Время за разговором тянется незаметно, в комнату, где мы сидим, приходит внук Людмилы и Николая, гладит кота. Николай обнимает внука, улыбается.

У оленеводов тяжкий труд, – продолжает свой рассказ Людмила, – они все время смотрят за оленями. Сложно кочевать вместе с детьми. Чумработница не только своих детей кормит, не разделяет своих и чужих детей. Я поначалу ничего не умела, всему научилась потом: и шить, и готовить на печке. Часов в 10 вечера их накормишь всех, часто оленеводы обедают лишь один раз в день, а в 9 утра они снова перегоняют оленей, встаешь в 6 утра, чтобы все успеть.

эвенки2

А сейчас что любите готовить?

Готовлю и русскую кухню, я готовлю все, постоянно спрашивают, бабушка, а что ты приготовишь? У нас интернациональная семья. Я могу с утра сделать борщ, а потом что-нибудь местное. Вот, можете спросить у внука, что он любит.

Пиццу,  – не думая, отвечает внук, продолжая гладить кота.

Кошки тут появились только недавно, собаки были всегда, без собаки жизнь оленевода не жизнь.  Меня в тайгу тянет. Я мужу говорю, пока я не умерла, в тайгу нужно съездить покочевать.

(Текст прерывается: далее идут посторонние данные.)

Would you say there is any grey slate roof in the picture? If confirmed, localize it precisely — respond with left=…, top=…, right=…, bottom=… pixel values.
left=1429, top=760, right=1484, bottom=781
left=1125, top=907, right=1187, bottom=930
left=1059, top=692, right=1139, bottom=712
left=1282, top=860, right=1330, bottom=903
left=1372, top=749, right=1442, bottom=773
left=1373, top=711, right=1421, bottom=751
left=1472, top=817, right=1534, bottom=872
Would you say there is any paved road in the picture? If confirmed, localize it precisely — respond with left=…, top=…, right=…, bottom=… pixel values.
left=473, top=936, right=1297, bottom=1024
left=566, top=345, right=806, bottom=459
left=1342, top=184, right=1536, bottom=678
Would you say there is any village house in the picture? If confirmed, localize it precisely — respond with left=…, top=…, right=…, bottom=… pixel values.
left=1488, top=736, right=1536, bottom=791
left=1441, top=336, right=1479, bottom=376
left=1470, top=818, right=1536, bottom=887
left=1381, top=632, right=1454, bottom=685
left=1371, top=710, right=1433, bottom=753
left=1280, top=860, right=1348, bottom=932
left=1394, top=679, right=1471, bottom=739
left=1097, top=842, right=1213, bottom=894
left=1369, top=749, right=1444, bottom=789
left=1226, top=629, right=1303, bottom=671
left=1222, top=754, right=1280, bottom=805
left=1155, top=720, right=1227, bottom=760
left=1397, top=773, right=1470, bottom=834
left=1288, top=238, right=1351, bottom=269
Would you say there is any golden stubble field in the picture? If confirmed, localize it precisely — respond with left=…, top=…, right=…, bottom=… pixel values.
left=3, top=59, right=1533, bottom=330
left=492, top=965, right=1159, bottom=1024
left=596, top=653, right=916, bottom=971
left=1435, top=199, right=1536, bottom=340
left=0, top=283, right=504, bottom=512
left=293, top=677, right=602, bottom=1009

Раздается звонок, в доме поднимается переполох, – это сын из тайги. Николай берет трубку, что-то говорит по-якутски, передает Людмиле. «У него все хорошо, он жив и здоров, охотится на волков», –  произносит Людмила с облегчением и садится в кресло. «Скоро сын вернется, и вся семья соберется за одним столом».